Erosion rate response to the reduction of forest cover following metallurgical activities on Elba Island (Italy)

Latest with the onset of the Neolithic period, humans have modified the landscape by farming, extracting natural resources, and reducing forest cover. Many studies have demonstrated that these human activities can increase the vulnerability of soils to erosion. However, the magnitude and duration to which such activities have reduced forest cover and accelerated soil erosion have been mainly based on proxy data derived from sediment and pollen records. In this study, we test a new methodological approach by coupling leaf wax isotope analyses with erosion rate measurements based on ¹⁰Be and ¹⁴C to investigate the impact of human activities during the Holocene on vegetation and erosion rates on the island of Elba, Italy. We hypothesize that meeting the substantial fuel demands for iron smelting on Elba Island, initiated by the Etruscans and subsequently continued by the Romans from the 4^th century BCE onwards, exerted significant pressure on the island's forest ecosystems. This reduction of forest cover likely accelerated soil erosion processes, driven by the removal of vegetative cover essential for soil stability. To test our hypothesis, we measured cosmogenic ¹⁰Be and ¹⁴C in quartz from stream sediment samples to reconstruct changes in erosion rates during the Holocene.
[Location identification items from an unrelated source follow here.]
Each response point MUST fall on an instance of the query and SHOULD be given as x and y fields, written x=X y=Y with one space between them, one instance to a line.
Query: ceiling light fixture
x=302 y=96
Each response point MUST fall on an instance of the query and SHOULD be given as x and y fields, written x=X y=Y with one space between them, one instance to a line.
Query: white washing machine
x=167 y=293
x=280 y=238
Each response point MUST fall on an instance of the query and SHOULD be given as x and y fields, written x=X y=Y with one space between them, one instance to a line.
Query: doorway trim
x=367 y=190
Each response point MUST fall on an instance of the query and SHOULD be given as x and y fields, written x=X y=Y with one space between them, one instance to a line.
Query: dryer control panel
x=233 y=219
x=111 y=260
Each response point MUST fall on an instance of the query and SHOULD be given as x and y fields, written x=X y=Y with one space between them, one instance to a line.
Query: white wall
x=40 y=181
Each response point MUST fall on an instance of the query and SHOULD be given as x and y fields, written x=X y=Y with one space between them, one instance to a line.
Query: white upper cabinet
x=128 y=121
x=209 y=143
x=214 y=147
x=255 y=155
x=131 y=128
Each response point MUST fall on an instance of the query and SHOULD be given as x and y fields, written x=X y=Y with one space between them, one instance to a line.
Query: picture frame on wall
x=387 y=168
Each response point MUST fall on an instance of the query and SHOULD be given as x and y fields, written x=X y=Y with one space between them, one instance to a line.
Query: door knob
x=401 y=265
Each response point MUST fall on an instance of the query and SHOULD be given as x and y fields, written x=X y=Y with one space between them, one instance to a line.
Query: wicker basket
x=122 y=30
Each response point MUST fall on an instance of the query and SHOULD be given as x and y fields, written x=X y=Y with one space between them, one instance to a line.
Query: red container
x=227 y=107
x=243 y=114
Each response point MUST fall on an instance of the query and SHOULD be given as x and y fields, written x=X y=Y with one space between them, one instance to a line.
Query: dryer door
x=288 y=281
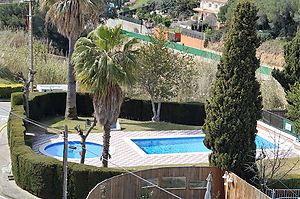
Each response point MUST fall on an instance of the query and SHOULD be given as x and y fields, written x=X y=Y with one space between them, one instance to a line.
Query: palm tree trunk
x=158 y=112
x=83 y=147
x=105 y=151
x=153 y=110
x=71 y=111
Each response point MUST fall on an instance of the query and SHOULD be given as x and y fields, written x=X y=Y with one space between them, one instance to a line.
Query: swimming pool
x=183 y=145
x=94 y=150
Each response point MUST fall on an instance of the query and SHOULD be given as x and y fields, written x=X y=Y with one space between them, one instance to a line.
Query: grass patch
x=126 y=125
x=6 y=81
x=140 y=3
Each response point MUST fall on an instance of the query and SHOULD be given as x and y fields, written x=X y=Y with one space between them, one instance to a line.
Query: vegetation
x=235 y=106
x=291 y=73
x=13 y=16
x=163 y=72
x=14 y=58
x=126 y=125
x=104 y=61
x=70 y=17
x=293 y=97
x=7 y=89
x=276 y=17
x=42 y=175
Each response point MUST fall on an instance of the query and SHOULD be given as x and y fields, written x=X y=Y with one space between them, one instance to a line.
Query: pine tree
x=235 y=106
x=291 y=73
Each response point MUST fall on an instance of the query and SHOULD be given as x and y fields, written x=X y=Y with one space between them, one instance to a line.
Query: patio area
x=125 y=154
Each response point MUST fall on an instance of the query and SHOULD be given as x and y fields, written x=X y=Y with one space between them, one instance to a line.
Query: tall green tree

We complemented this with leaf wax isotope analysis (δ²H, δ¹³C) from floodplain sediment cores to explore vegetation and hydrological changes. Due to the shorter half-life of ¹⁴C compared to ¹⁰Be (~5.7 kyr and ~1.4 Myr, respectively), ¹⁴C records erosion on shorter time scales than ¹⁰Be. Apparent erosion rates obtained from the two nuclides show a marked offset: ¹⁴C apparent erosion rates of 129 to 1080 mm kyr ^-1 are up to two orders of magnitude faster than the corresponding ¹⁰Be erosion rates of 20 to 50 mm kyr ^-1. This discrepancy can be explained by a substantial increase in erosion toward modern times. To identify the timing of erosion change and thickness of soil loss, we apply a Markov chain Monte Carlo inversion with several simple erosion histories. These data allow us to compare the history of land use with vegetation change and the erosion response on a landscape scale.